On driving from Soweto through Johannesburg’s white-only suburbs, Goldblatt said: “I would drive back into the spaciousness and clean air of Joburg’s northern suburbs. Under the canopies of thousands of trees, I would drive past houses serene in their grounds. And to the comfort of home. Nothing in all of my life made me more sharply aware of the power of apartheid and of what it meant to be Black or white, than this simple transition.”
A selection of eight works from the series Hillbrow, which feature on the gallery’s ground floor, capture one of those suburbs at the height of apartheid: the inner-city, then ‘white-only’ neighbourhood of Hillbrow. Today, Hillbrow, home to the infamous residential skyscraper Ponte City is known for its high levels of crime, overcrowding, unemployment and poverty, but, in the seventies, when Goldblatt was working, white lower-middle-class families were its primary inhabitants. Goldblatt photographed its residents and the Black subjects among them — individuals who would travel from much further afield to service the white population. The images are beautifully composed but capture the mundane; the everyday. And it is in their mundanity that they expose the depth of discrimination: a level of prejudice revealed by the extent of its normalisation.
“Nothing in all of my life made me more sharply aware of the power of apartheid and of what it meant to be Black or white, than this simple transition”David Goldblatt
Goldblatt’s images from Soweto and Hillbrow are deliberate — they display a commitment to engaging with his subjects, which is often absent from his earlier work, a small selection of which is exhibited elsewhere in the gallery. From the forties to the sixties, “he was shooting from the hip; snapping his surroundings,” says Liza Essers, director of Goodman Gallery. People are captured at a distance in this early work and landscapes dominate. A fascination with structures is also evident; a subject, which would give form to his later series Structures of Dominion and Democracy, from which several images are also on show.

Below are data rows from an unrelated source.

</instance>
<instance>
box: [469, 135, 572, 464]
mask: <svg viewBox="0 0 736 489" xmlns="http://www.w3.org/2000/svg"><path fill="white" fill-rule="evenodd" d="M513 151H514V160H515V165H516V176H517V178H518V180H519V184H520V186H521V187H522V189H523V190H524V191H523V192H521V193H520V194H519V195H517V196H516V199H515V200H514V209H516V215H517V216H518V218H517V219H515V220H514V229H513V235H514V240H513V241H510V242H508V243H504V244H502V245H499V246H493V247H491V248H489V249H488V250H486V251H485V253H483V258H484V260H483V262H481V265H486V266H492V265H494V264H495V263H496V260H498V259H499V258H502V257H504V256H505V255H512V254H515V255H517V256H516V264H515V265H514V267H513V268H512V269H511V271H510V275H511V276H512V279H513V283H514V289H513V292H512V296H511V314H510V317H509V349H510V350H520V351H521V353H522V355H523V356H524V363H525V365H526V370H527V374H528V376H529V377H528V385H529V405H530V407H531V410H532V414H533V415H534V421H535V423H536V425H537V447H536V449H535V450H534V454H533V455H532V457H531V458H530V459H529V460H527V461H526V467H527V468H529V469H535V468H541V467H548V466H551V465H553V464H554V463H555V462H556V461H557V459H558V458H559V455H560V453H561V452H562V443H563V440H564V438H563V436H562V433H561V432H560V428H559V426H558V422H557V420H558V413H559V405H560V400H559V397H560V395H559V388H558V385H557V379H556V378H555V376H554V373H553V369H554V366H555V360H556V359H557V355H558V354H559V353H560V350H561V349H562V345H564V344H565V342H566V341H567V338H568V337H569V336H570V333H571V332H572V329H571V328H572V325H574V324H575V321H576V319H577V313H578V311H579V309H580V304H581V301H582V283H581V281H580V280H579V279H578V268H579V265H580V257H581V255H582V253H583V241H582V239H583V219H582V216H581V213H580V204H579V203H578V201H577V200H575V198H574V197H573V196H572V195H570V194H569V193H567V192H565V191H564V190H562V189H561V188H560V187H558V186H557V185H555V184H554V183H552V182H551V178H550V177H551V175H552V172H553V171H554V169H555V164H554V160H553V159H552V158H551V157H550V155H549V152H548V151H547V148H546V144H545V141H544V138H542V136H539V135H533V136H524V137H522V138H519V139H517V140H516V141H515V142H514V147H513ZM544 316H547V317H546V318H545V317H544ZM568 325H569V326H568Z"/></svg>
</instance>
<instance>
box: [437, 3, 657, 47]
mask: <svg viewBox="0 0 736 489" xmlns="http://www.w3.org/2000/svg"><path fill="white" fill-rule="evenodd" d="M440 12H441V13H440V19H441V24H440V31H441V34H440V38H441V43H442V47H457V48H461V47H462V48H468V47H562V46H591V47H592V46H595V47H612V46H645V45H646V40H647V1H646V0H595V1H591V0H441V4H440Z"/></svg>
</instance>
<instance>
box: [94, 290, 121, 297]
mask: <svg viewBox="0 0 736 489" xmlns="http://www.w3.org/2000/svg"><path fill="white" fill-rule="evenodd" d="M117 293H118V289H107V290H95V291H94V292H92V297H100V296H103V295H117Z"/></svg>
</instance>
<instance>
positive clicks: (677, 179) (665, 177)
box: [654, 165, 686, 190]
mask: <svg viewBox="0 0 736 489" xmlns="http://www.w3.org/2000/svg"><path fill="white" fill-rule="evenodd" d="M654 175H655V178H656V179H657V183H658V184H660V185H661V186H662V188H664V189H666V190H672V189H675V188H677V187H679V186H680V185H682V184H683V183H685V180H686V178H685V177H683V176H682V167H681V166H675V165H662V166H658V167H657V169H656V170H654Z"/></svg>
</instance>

The extensive series, which spans the apartheid and the post-apartheid periods, explores how the climate of each era manifested in its urban structures. Goldblatt shot many of the images made during the post-apartheid era for the project in colour; a rarity for him during apartheid when he employed black-and-white: “Colour seemed too sweet a medium to express the anger, disgust and fear that apartheid inspired,” he once said.

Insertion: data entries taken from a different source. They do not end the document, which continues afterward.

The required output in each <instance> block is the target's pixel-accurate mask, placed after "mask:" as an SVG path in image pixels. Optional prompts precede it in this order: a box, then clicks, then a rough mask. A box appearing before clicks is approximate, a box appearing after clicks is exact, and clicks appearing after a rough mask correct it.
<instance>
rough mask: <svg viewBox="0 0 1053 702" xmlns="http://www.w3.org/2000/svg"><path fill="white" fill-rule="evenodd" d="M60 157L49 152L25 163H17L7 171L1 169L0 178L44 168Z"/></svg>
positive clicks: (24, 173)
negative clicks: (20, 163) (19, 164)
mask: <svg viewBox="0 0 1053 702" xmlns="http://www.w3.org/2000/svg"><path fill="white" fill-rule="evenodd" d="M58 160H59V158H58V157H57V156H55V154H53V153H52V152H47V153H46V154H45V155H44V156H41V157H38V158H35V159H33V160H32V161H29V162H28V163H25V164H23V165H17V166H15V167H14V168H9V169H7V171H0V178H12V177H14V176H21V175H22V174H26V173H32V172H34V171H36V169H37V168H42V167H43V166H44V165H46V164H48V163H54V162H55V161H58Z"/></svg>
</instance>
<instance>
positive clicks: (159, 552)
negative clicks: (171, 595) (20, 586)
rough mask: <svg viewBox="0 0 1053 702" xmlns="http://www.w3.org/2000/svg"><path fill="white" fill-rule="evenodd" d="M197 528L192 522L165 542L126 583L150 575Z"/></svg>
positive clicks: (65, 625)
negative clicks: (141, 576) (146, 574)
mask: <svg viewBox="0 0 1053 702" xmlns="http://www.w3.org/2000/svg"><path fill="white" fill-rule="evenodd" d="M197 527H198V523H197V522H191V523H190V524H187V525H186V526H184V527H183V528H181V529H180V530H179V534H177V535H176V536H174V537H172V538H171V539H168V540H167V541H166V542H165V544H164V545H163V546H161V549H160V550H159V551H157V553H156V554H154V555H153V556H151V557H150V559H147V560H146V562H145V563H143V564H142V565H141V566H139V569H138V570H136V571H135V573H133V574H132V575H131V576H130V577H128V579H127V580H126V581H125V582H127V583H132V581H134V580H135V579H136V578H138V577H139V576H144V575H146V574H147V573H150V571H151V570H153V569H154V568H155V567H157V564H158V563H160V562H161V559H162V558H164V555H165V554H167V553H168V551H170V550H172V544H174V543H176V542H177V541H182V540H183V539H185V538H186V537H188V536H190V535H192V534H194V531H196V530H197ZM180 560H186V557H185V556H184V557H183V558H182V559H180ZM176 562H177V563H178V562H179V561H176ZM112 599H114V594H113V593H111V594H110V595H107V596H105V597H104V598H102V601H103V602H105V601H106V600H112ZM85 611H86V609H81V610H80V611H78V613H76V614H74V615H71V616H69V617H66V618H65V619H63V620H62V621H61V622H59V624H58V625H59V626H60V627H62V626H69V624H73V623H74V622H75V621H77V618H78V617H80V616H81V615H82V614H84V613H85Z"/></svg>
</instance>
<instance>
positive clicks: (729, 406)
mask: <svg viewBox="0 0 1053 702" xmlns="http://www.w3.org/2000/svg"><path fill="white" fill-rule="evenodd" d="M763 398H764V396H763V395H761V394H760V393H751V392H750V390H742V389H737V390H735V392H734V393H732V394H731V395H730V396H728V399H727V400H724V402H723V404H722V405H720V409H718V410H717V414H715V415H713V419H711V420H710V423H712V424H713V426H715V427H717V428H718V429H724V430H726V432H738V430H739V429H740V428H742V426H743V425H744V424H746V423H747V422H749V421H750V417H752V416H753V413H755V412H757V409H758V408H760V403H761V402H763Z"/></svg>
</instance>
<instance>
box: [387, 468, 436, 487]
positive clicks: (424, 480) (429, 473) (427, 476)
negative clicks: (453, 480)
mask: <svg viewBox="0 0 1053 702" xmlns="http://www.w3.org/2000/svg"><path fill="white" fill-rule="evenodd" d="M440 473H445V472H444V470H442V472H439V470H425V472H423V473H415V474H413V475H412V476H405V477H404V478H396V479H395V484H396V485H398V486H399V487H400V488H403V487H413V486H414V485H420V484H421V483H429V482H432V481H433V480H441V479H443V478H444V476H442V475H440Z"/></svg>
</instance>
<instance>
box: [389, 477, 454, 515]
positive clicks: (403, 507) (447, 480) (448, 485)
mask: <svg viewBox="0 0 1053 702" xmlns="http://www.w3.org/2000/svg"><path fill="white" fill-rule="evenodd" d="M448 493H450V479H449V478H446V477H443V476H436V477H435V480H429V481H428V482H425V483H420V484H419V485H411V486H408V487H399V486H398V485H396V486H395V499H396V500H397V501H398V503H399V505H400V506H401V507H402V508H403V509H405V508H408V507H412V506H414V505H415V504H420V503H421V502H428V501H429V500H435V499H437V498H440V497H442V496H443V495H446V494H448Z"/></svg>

The show at Goodman Gallery is significant for many reasons. Aside from providing a long-overdue reflection on Goldblatt’s career, it acts as a reminder of the historical and enduring discrimination of Black people in South Africa, and beyond. The subtleness of Goldblatt’s images should remind us that discrimination can pervade society in the subtlest of ways and that photography can provide a means of exposing and recording prejudice — historically and today.
David Goldblatt | Johannesburg 1948—2018 (08 July—25 August 2020) is on show at Goodman Gallery until 25 August 2020.